Lilting dance music fills the rooms in the first US display of Senegalese Sufi art. But it is not just another piece of radio noise.

The song, "Do You Hear Me, Father Bamba?" is by the well-known Sufi singer, Youssou N'Dour, singing to his faithful and exhorting them to show their faith in everyday life.

Indeed, showing the faith might be a good way to describe the intention of "A Saint in the City: Sufi Arts of Urban Senegal," at the Fowler Museum of Cultural History at the University of California, Los Angeles, through July 27.

Through various art forms, including murals, glass paintings, and fragile historical documents, the show depicts a community-building vision of Islam that stands in stark contrast to Islamist radicals. "This is another, and very important face of Islam," says co-curator Allen Roberts, UCLA professor of World Arts and Culture.

The exhibition, which Los Angeles Times art critic Christopher Knight dubbed as one of L.A.'s top nine art events for 2003, "actually began in the junkyards of Senegal," says Mary Nooter Roberts, chief curator of the Fowler Museum.

She and her husband, co- curator Allen Roberts, were in the country nearly 10 years ago and noticed that discarded motor parts were being hammered into sieves. The exhibition explores the impact of one of the most important Sufi movements in the sub-Saharan African nation, known as Mouridism.

"There is this thing called the mystique du travail, she says, referring to the French phrase "the mystique of work," that surrounds the Mouridians. "They take this dedication to work as a means to salvation to something far beyond even the Protestant work ethic."

The Mouridism movement was founded by the Sufi poet and mystic, Sheikh Amadou Bamba (1853-1927), the spiritual leader of some 4 million Senegalese Muslims, including the country's current president. The most important tenets of the religion are pacifism and hard work, says Ms. Roberts.

Mouridians, she says, are known for transforming derelict areas of a community into vibrant, livable centers for commerce and political life, through their devotion to labor. Images of the detritus of industrial life being turned into useful objects abound. One photo shows vast piles of oil barrels that will be flattened into trunks.

Before the show begins, visitors encounter a full-length photo of the saint, the only known image of "Bamba," as he is called. It is a stark black-and-white photo. But it has become an image that has been studied and reproduced in art forms as diverse as mile-long street murals and intricate glass paintings.

"All the art forms in some way refer back to this photo. All of these bits are also signs of God," says Roberts, who adds that the Sufis see signs of God everywhere.

The actual show starts with the murals of graffiti artist Papisto, an important figure in the 1980s youth movement known as Set-Sal.
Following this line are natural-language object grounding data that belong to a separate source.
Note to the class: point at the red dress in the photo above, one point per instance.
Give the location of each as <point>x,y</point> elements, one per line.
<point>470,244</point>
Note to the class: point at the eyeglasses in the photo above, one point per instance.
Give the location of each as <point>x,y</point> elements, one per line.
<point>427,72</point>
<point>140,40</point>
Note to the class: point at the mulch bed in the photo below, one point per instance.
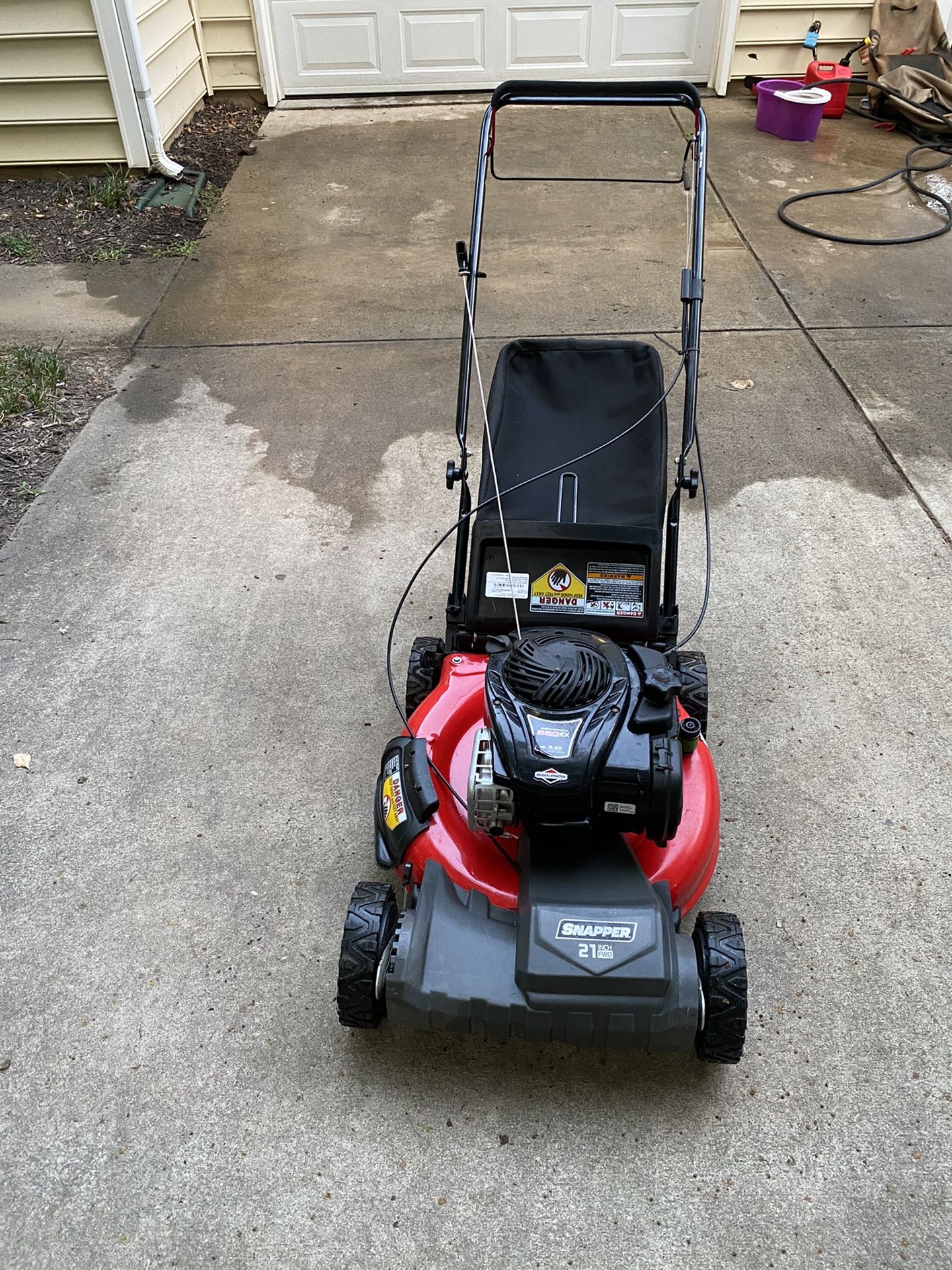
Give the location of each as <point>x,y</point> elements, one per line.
<point>65,220</point>
<point>32,444</point>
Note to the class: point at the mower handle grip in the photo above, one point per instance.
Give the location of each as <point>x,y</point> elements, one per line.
<point>616,92</point>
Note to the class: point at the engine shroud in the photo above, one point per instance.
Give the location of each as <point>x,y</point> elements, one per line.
<point>586,733</point>
<point>450,719</point>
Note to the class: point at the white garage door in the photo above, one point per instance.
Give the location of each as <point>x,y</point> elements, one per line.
<point>340,46</point>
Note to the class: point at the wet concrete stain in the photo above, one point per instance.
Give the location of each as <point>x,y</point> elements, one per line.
<point>324,415</point>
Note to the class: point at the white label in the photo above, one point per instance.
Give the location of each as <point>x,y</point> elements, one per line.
<point>621,808</point>
<point>507,586</point>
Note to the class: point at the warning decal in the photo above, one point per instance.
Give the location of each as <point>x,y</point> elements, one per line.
<point>507,586</point>
<point>393,794</point>
<point>557,592</point>
<point>615,589</point>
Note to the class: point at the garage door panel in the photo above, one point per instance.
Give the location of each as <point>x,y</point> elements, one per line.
<point>655,34</point>
<point>382,46</point>
<point>334,44</point>
<point>444,41</point>
<point>549,38</point>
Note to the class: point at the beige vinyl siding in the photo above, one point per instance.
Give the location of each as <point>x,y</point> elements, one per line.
<point>770,38</point>
<point>56,106</point>
<point>231,46</point>
<point>171,48</point>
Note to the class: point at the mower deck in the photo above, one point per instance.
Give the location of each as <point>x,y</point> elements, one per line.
<point>450,719</point>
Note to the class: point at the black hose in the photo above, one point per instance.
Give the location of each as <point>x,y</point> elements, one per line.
<point>908,172</point>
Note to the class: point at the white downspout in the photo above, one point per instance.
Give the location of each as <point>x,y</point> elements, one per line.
<point>160,160</point>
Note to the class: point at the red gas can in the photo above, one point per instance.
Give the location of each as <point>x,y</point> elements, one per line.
<point>819,73</point>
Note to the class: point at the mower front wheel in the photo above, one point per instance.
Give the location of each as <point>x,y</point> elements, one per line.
<point>371,921</point>
<point>692,668</point>
<point>423,669</point>
<point>723,966</point>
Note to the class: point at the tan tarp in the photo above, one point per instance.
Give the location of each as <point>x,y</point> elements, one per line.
<point>924,75</point>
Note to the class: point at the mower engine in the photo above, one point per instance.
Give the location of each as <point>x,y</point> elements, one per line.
<point>583,737</point>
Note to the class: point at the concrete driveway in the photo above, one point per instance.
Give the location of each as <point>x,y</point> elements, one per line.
<point>194,620</point>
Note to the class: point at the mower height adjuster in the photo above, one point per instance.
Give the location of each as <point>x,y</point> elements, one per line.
<point>691,483</point>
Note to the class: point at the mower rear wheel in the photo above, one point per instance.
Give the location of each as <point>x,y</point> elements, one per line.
<point>692,668</point>
<point>423,669</point>
<point>371,921</point>
<point>723,966</point>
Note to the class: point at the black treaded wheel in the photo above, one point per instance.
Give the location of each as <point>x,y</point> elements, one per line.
<point>423,669</point>
<point>371,919</point>
<point>692,668</point>
<point>723,966</point>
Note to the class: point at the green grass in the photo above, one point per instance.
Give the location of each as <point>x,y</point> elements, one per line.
<point>208,200</point>
<point>112,190</point>
<point>22,245</point>
<point>31,378</point>
<point>182,247</point>
<point>107,253</point>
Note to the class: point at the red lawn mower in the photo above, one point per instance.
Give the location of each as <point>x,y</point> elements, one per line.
<point>551,810</point>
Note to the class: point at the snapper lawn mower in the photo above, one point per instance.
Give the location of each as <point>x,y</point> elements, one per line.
<point>551,808</point>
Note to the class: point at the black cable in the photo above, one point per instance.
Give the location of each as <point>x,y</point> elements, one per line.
<point>696,628</point>
<point>906,172</point>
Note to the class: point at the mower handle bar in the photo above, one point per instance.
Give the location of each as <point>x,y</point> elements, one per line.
<point>670,93</point>
<point>614,93</point>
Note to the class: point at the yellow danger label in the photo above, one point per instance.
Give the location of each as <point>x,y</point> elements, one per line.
<point>391,795</point>
<point>557,591</point>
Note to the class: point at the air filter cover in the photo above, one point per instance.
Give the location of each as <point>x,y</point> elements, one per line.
<point>557,669</point>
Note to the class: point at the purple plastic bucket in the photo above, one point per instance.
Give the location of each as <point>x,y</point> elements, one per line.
<point>793,121</point>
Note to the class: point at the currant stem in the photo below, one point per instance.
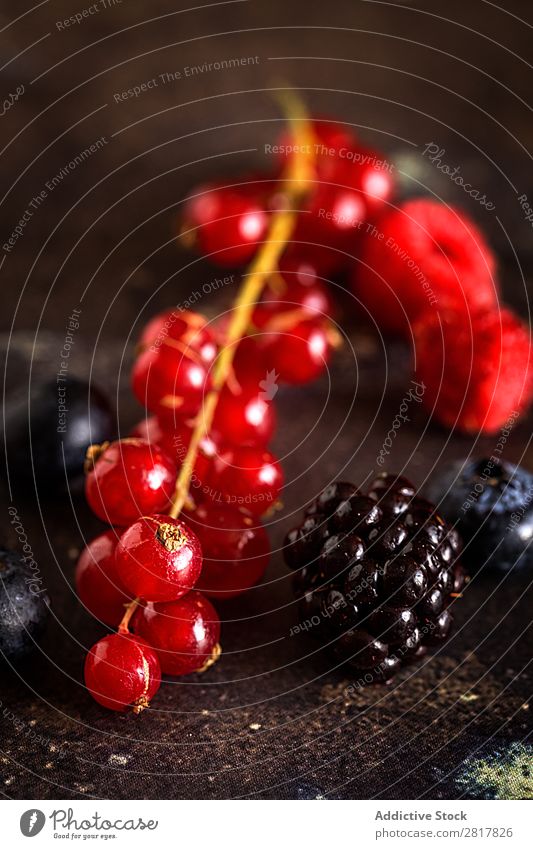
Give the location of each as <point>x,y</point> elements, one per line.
<point>123,628</point>
<point>265,263</point>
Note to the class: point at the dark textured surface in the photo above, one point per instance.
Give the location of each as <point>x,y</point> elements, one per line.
<point>271,719</point>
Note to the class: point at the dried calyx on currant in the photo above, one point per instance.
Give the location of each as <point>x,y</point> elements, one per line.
<point>376,575</point>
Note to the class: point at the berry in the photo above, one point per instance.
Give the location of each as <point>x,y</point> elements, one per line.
<point>425,257</point>
<point>128,478</point>
<point>170,383</point>
<point>378,579</point>
<point>250,477</point>
<point>228,222</point>
<point>24,608</point>
<point>244,418</point>
<point>300,354</point>
<point>42,441</point>
<point>185,330</point>
<point>235,548</point>
<point>97,583</point>
<point>122,673</point>
<point>185,633</point>
<point>475,368</point>
<point>174,440</point>
<point>158,558</point>
<point>490,502</point>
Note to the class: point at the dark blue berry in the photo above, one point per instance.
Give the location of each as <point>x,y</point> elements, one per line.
<point>24,607</point>
<point>48,436</point>
<point>490,502</point>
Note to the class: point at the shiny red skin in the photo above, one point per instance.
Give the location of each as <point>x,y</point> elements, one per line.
<point>229,223</point>
<point>475,368</point>
<point>130,477</point>
<point>169,383</point>
<point>251,362</point>
<point>246,418</point>
<point>184,633</point>
<point>301,354</point>
<point>148,567</point>
<point>250,478</point>
<point>236,550</point>
<point>122,672</point>
<point>175,441</point>
<point>183,326</point>
<point>98,586</point>
<point>303,294</point>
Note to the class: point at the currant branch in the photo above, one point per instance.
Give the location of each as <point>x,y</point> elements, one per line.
<point>295,185</point>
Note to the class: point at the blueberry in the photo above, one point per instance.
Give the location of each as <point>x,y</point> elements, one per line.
<point>49,435</point>
<point>24,608</point>
<point>491,504</point>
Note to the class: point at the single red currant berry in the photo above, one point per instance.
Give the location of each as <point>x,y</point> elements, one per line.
<point>98,586</point>
<point>122,672</point>
<point>235,547</point>
<point>251,478</point>
<point>158,558</point>
<point>184,633</point>
<point>300,355</point>
<point>185,330</point>
<point>169,383</point>
<point>128,478</point>
<point>247,417</point>
<point>229,222</point>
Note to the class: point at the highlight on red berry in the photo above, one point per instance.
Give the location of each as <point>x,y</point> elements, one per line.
<point>477,368</point>
<point>97,583</point>
<point>128,478</point>
<point>235,547</point>
<point>185,634</point>
<point>158,558</point>
<point>122,673</point>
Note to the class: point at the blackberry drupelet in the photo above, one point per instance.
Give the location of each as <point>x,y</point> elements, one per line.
<point>375,574</point>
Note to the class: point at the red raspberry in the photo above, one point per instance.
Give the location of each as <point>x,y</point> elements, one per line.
<point>476,368</point>
<point>422,257</point>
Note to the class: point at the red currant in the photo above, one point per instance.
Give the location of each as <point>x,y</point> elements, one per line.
<point>188,329</point>
<point>97,583</point>
<point>245,418</point>
<point>236,550</point>
<point>250,478</point>
<point>128,478</point>
<point>122,672</point>
<point>169,383</point>
<point>158,558</point>
<point>300,354</point>
<point>229,222</point>
<point>184,633</point>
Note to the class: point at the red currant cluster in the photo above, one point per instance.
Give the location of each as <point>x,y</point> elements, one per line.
<point>420,269</point>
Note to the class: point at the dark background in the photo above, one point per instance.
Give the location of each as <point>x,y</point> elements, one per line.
<point>271,719</point>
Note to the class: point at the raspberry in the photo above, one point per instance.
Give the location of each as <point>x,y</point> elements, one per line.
<point>421,258</point>
<point>476,368</point>
<point>376,574</point>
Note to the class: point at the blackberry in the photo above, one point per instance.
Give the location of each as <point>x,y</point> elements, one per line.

During demonstrations protesting the country's lack of jobs, Senegalese youth fanned out into the community. But instead of destroying, these youths painted the walls with pop-culture imagery and depictions of Sufi saints.

Visitors continue into the show through scalloped archways reminiscent of the saint's burial tomb in the holy city of Touba. From there, the experience is meant to evoke a walk through Senegalese daily life, complete with restaurant doors and street-peddler carts.

By showing the quotidian artifacts of the community, the exhibit hopes to reveal just how deeply embedded the tenets of the religious movement are in everyday Senegalese life.

In one section, a street-front prayer room has been replicated, down to the boombox and spinning disco ball made up of colored glass shards inscribed with 99 names for God. Interestingly, glass paintings depict the shared religious history of Islam, Christianity, and Judaism: Adam and Eve, Noah's Ark, the sacrifice of Abraham.

Roberts adds that they invited local Mouridians to the Fowler for opening day. This was a great sacrifice for the Mouridians, she says. They are all small businessmen, working hard to enrich the downtown Los Angeles community in which they live. "But they know the value in what the show teaches," she adds, and so they came.

"This is a teaching tool as much as an art exhibit," says Roberts, who points out with a laugh that Sufis, who believe nothing happens by chance, would add that since the show is being held on a university campus, with such a strong mandate to teach, it was meant to be.